Taking from Steffen Ulrich's answer though, let's analyse this flow:

  1. User enters password in his application
  2. The application hashes the password
  3. The hash is sent to the server
  4. The hash is hashed again and compared to a stored hash-of-a-hash-of-a-password.

I'm omitting parts like salting and the choice of the hash algorithm, because all that they do is just make bruteforcing (aka guessing all possible passwords to find one that matches a hash) harder. We'll assume that the hashing algorithm is good enough that bruteforcing is infeasible.
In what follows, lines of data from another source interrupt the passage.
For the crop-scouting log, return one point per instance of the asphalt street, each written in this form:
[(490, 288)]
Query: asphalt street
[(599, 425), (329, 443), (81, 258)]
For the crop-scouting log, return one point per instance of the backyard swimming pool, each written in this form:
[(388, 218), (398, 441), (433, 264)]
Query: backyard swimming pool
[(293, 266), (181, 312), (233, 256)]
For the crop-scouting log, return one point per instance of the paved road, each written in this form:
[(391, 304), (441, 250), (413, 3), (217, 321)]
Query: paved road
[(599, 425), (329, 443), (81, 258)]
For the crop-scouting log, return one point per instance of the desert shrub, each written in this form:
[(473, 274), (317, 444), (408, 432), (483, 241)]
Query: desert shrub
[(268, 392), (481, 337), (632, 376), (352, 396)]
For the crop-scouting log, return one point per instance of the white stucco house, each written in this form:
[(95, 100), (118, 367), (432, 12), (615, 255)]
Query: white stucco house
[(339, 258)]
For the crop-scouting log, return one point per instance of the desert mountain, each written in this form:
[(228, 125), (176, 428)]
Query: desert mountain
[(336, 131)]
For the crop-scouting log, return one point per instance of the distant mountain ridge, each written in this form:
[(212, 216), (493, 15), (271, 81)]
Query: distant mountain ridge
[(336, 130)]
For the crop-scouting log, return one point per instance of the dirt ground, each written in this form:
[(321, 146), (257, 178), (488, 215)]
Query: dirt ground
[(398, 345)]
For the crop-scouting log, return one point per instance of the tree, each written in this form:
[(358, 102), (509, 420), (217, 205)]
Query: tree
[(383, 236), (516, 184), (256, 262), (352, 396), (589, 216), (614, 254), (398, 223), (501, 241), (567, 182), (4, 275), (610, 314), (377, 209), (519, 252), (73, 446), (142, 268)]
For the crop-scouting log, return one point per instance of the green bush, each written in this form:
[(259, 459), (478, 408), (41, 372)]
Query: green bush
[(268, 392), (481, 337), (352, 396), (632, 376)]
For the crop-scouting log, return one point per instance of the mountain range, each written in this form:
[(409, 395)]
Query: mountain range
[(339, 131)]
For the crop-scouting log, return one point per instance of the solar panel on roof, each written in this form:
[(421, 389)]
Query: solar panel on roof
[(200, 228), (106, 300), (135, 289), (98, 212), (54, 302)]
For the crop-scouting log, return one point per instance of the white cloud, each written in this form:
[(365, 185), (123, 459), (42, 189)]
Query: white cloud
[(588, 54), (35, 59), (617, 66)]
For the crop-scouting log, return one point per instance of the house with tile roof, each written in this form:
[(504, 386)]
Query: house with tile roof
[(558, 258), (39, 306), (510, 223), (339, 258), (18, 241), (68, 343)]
So what's the reason for hashing at points (2) and (4)?

The hashing at (2) is done to remove the actual password from sight. People often do use the same password on multiple websites, so we want to do all that is possible to prevent hackers from seeing them. Even if our website gets compromised, at least we can protect our user's accounts on other websites. By hashing it already at (2) we ensure that no matter what the hackers might have compromised further down the line, they will NEVER get to see to the actual password.

Of course, if they have compromised your computer and installed a keylogger, then you're doomed. 100% security is impossible. But other parts of the system can be protected. And for hackers it is more efficient to go after servers, which are central points where 1000's of users connect to, than to try and hack 1000's of user computers (although the latter can be somewhat done with viruses and phishing).

Anyways, back to our scheme. So the point (2) is clear - but then why (4)? Precisely because of what you observed - that if someone gets their hands on the hash from (2), then even if they don't see the actual password, they can at least get access to THIS system. The hashing at (4) makes that harder, because it removes one place where the hashes from (2) could be found en masse - the database which stores them. Servers can and do get hacked, and every so often a hacker finds themselves with access to some database. Maybe it is the live production database, maybe it is a backup copy, who knows. The point is - if we do step (4), then the hashes from (2) won't be there. Only hashes-of-hashes. And you can't use those to log on to the system.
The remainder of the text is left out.